I had this problem a year ago. My Boron BRN404x with a SARA-R510S-01B-00 modem locked up the same way you're showing in your serial trace. (I reported that problem here too https://community.particle.io/t/boron-brn404x-modem-lockup/67618). My unit had been running OK for several months before this happened. I had in my firmware a System.reset(RESET_NO_WAIT); should it not be able to connect to the particle cloud for more than an hour.
This was not fixing it.
My unit was remote and I couldn't visit it for another 3 months during which it continued to firmware reset every hour. Once I got there I cycled power to it and it connected successfully within 1 minute.
Next, I added an external device that cycles power to the Boron once a day. I'm OK/functional should it lock up for a day, but I can't have it lock for longer than that.

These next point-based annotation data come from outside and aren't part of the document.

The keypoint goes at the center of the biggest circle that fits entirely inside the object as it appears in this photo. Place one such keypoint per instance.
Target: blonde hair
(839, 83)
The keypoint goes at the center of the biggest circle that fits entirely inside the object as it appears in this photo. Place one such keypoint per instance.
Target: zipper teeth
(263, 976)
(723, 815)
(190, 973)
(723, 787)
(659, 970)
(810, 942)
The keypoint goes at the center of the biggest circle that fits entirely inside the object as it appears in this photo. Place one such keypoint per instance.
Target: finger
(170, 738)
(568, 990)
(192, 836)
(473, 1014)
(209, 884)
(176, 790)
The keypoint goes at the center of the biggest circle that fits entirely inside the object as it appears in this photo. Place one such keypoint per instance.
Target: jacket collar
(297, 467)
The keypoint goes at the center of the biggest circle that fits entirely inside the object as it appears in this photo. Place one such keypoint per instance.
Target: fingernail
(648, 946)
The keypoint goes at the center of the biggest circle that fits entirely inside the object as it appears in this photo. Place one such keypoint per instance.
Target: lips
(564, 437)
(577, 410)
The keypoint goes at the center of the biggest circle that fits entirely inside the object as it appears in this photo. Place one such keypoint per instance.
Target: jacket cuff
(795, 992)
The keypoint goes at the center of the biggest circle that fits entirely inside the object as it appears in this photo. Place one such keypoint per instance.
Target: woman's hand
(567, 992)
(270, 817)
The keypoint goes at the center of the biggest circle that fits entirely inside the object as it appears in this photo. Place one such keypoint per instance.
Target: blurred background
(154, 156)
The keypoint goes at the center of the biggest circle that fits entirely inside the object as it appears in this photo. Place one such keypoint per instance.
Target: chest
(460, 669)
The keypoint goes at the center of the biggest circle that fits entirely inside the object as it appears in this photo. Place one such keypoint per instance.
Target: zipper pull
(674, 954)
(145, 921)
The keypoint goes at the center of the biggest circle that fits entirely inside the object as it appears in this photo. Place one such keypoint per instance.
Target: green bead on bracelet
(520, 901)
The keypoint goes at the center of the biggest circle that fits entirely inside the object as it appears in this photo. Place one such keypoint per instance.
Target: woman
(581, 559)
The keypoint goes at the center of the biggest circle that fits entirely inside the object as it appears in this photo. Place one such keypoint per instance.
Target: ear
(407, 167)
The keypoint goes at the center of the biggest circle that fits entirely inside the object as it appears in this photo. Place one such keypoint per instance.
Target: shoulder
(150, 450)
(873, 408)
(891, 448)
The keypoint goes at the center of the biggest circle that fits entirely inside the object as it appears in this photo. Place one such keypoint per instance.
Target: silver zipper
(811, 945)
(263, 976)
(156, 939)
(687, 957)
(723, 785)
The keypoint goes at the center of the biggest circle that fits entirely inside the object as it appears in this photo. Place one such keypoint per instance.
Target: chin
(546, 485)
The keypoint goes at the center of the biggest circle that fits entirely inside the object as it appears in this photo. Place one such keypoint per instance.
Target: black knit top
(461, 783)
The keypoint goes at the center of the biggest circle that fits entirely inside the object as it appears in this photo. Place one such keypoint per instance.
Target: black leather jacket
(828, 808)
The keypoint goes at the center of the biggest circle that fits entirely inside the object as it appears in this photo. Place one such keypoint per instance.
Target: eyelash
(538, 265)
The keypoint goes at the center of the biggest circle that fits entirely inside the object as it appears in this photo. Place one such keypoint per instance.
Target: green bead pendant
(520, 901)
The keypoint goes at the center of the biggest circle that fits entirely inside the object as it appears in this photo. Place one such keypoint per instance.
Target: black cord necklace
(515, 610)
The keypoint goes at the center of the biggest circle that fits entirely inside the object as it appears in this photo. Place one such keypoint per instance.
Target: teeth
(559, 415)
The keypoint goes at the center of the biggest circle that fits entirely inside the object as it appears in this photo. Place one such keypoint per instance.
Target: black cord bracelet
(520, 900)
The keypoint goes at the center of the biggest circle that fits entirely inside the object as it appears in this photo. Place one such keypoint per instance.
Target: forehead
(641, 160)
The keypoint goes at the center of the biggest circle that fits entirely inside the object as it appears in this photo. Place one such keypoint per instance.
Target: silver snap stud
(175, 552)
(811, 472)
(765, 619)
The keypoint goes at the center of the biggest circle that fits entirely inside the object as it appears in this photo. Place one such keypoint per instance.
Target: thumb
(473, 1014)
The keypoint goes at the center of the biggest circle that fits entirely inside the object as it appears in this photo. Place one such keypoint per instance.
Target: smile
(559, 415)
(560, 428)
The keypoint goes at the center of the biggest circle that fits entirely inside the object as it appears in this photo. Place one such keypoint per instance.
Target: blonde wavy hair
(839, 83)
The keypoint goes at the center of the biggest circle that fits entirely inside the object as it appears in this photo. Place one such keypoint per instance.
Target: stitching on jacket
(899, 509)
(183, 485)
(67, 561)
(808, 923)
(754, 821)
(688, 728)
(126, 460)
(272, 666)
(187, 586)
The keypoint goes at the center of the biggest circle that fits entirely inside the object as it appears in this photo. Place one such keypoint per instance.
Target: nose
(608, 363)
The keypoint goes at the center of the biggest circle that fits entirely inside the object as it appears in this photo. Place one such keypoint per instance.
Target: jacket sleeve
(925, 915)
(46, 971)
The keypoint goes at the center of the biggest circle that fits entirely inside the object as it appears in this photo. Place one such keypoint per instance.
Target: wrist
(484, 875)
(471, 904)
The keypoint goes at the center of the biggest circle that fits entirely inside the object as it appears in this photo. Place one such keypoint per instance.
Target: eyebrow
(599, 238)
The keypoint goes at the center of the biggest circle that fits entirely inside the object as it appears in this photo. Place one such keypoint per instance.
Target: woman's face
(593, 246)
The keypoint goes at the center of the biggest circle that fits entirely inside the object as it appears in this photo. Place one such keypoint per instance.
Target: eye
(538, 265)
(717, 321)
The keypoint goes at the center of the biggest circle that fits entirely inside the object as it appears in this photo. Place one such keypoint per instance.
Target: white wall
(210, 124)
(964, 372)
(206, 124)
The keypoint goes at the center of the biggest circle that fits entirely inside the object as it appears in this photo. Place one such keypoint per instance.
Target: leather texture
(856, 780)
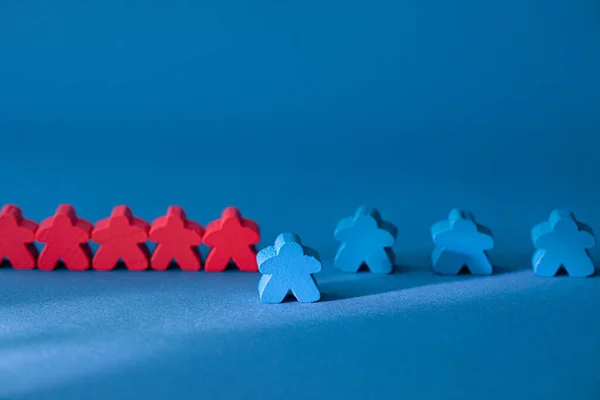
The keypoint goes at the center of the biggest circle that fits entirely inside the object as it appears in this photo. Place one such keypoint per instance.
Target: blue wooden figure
(461, 242)
(288, 267)
(366, 240)
(562, 241)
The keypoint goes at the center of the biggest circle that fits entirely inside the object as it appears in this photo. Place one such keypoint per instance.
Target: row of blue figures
(460, 244)
(288, 267)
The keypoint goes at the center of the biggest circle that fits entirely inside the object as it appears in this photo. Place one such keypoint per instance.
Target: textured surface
(297, 112)
(409, 334)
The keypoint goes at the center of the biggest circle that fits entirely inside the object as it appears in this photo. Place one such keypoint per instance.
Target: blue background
(297, 112)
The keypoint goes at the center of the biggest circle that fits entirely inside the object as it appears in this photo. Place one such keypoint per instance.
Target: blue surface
(411, 107)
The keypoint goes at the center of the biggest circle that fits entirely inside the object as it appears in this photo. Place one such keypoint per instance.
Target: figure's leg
(137, 258)
(246, 260)
(20, 257)
(105, 258)
(271, 290)
(479, 264)
(78, 259)
(544, 264)
(161, 258)
(380, 262)
(217, 260)
(346, 259)
(581, 266)
(306, 289)
(446, 261)
(49, 257)
(189, 259)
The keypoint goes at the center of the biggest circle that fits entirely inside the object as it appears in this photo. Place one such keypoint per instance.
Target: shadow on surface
(348, 286)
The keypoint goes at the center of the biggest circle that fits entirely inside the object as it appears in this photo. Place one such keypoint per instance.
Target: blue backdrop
(297, 112)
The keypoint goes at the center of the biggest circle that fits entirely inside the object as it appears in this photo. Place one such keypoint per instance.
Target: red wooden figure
(122, 237)
(231, 238)
(66, 237)
(177, 239)
(16, 238)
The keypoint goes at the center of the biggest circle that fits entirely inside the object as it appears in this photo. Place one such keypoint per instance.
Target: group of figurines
(459, 243)
(287, 267)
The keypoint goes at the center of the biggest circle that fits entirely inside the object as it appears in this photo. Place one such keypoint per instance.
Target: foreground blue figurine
(288, 267)
(461, 242)
(366, 239)
(562, 241)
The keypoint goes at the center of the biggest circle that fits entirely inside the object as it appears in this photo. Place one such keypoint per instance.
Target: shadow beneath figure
(347, 286)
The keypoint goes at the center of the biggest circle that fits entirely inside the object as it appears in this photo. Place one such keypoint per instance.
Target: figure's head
(289, 243)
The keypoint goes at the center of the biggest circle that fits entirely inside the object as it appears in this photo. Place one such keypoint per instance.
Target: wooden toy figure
(366, 240)
(177, 239)
(16, 238)
(288, 267)
(461, 242)
(122, 237)
(231, 238)
(67, 238)
(562, 241)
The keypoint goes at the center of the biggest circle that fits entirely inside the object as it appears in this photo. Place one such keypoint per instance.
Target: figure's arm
(252, 236)
(99, 235)
(539, 235)
(43, 234)
(385, 238)
(268, 266)
(211, 236)
(487, 242)
(156, 235)
(312, 265)
(587, 240)
(26, 234)
(193, 237)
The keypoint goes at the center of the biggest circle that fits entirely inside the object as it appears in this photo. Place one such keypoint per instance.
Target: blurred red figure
(232, 238)
(177, 239)
(66, 237)
(16, 238)
(122, 237)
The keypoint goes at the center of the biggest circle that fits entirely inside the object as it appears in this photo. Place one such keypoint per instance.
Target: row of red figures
(123, 237)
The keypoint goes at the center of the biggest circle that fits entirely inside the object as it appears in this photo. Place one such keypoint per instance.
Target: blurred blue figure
(461, 242)
(288, 267)
(366, 239)
(562, 241)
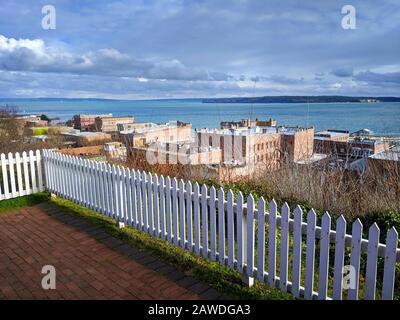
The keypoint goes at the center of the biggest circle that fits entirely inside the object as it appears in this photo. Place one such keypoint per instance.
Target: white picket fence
(20, 175)
(269, 246)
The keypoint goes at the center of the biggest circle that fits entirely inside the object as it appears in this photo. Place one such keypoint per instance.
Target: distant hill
(301, 99)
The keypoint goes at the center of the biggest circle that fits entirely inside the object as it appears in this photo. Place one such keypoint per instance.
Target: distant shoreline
(264, 99)
(302, 99)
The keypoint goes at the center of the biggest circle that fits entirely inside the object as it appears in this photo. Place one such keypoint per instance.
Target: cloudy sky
(135, 49)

As suggested by Gus at the time, I changed the System.reset to a deliberate watchdog timeout should this issue happen. Since last summer, my Boron has only been disconnected from the Participle cloud over an hour once, so I can't tell if this type of reset actually fixes the modem sudden lockup, since I don't actually communicate with the Boron every day.
(If I am able to verify with certainty that is does, I'll report it here).